China’s internet firms are getting pally with giant state-owned automakers as they look to deploy their artificial intelligence and cloud computing services across traditional industries. Ride-hailing startup Didi Chuxing, which owns Uber China, announced earlier this week a new joint venture with state-owned BAIC. Hot on the heels came another entity set up between Tencent and the GAC Group.
GAC, which is owned by the Guangzhou municipal government in southern China, announced Thursday in a filing it will jointly establish a mobility company with social media and gaming behemoth Tencent, Guangzhou Public Transport Group and other investors.
The announcement followed an agreement between Tencent and GAC in 2017 to team up on internet-connected cars and smart driving, a deal that saw the carmaker tapping into Tencent’s expertise in mobile payments, social networking, big data and cloud services. Tencent, which is most famous for its instant messenger WeChat, went through a major restructuring last October to place more focus on enterprise-facing services, and the GAC tie-up appears to fit nicely into that pivot.
The fresh venture will bank a capital infusion of 1 billion yuan ($149 million), with GAC owning a 35 percent stake. Tencent and Guangzhou Public Transport will take up 25 percent and 10 percent, respectively.

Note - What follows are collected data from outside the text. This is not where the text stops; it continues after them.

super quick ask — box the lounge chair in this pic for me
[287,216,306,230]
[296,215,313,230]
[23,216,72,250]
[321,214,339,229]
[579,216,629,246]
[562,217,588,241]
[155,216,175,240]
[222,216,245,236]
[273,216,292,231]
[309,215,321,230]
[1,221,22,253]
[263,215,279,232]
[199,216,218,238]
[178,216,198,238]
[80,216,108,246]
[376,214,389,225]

A flurry of Chinese internet service providers have made forays into the automotive industry, marketing their digital and machine learning capabilities at old-school automakers. Besides Tencent, GAC has also recruited telecommunications equipment maker Huawei and voice assistant startup iFlytec to upgrade its vehicles. Search titan Baidu, on the other hand, operates an open platform for autonomous driving cars and has chosen state-owned Hongqi to test out its autonomous driving solutions. E-commerce behemoth Alibaba has also set foot in transportation with a smart sedan jointly developed with state-owned SAIC.